Italian pop culture expert, programmer and director Luca Rea first became acquainted personally with Quentin Tarantino in 2004 when he curated the “Italian Kings of the B’s” retrospective at the Venice Film Festival that Tarantino “godfathered.” They hit it off and stayed in touch. So when Rea was approached by producer Nicoletta Ercole about a year ago to make a Sergio Corbucci doc, he immediately hoped to be able to tap into Tarantino’s insight about the late great Italian director whose Spaghetti Westerns they both love. But, of course, Rea wasn’t sure he would get Tarantino on board for his doc “Django & Django,” which launched at Venice out-of-competition. He spoke to Variety about how he pulled off that coup and what Tarantino’s insight revealed. Excerpts.

I hear Tarantino is pretty reclusive these days. Was it tough to get him on board?

The first time I met with the producer, who was close to Corbucci’s wife Nori, I told her: ‘You have to dig up materials like on-set footage Super 8 reels. We have to find a narrative approach with the time machine effect. And when I first wrote to Tarantino, I immediately used as a selling point the fact that we had footage of Corbucci on set. Even though we didn’t have it. The Super 8s hadn’t surfaced yet!

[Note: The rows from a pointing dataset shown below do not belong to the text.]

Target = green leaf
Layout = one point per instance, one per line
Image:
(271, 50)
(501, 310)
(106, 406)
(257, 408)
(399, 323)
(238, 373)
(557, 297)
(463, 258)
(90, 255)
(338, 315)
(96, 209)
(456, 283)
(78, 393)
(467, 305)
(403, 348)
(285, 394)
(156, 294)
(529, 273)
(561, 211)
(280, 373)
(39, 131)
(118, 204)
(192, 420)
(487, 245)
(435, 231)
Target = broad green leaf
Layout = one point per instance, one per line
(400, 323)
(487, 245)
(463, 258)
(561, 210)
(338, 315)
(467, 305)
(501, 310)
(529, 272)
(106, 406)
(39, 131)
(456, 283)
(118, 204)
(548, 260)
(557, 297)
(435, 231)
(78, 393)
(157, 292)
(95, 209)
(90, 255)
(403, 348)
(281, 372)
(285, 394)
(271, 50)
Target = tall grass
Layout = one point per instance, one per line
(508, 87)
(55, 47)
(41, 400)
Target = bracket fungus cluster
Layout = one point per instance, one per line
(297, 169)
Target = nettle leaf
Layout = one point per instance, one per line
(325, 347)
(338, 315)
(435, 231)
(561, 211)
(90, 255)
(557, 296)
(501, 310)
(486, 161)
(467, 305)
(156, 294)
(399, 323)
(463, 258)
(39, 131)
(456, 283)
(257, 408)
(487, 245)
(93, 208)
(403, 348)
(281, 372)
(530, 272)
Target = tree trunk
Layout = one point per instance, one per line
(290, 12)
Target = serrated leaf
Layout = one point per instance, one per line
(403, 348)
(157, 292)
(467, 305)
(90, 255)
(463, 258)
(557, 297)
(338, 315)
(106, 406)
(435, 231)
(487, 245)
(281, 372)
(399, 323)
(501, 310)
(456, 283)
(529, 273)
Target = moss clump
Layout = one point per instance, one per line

Only at the start of this year, these reels that contain a total of roughly two hours of footage – from the end of 60s to the start of the 70s of Corbucci on set – finally surfaced.

So what was his reply?

He replied saying: ‘Okay, I’ll do it. Let’s figure out when and how.’ And then at the start of the year, I got an email from an assistant in which he said he could do it at the beginning of April.

How did the interview go?

We had a crew in L.A., but Steve Della Casa (who is co-writer on the doc) and I were in Rome on Skype. But before we did it for roughly a month we prepared the interview on email. We singled out some points and there were things that he suggested that stemmed from the book about Corbucci that he had started to write, but never finished, so in a way his book became this doc. I thought of the mockumentary part at the start, which makes the doc a spin-off of sorts of “Once Upon a Time in Hollywood.” I thought: ‘Let’s give that a shot,’ and see what he says. On the day of the interview Tarantino arrived with a thick pile of papers on which he’d taken notes. Then of course there were things that came up on the spot. But the bulk of it was prepared in advance. And the interview was so thorough and well prepared that naturally it provided the backbone of the documentary.

How would you describe the gist of Tarantino’s take on Corbucci’s Westerns?

Tarantino’s analysis is best described by him. I know he likes to drill down meticulously on directors that he likes, and it’s hard to sum up his thoughts on Corbucci in a few words. But the way in which he breaks down and illustrates Corbucci’s Westerns, it all holds up when you see clips from the films. And then we also found Corbucci interviews that corroborate Tarantino’s thesis.

So what’s Tarantino’s thesis?

The basic premise is that Corbucci’s Westerns germinate from a combination of his personal life growing up in Italy during Fascism and his passion for comic books. These are the two elements that generate Sergio Corbucci’s Westerns. As a child he develops two passions: one is his political sensitivity, the other is his passion for comic books.

Growing up during Fascism was formative for Corbucci in terms of his [leftist] political idealism that he never hid; it’s just that nobody had established the connection between his political passion and his Westerns, even though we found proof of this in archive interviews in which he says as much. And this can be read clearly in his films. In the doc, if you hear Tarantino talk about this and then see clips of the films, you can read it as well. The other thing is that his Westerns are the films in which Corbucci was truly an auteur. He made roughly 70 films, but the ones that really define him as an auteur are only his Westerns. That is crystal clear.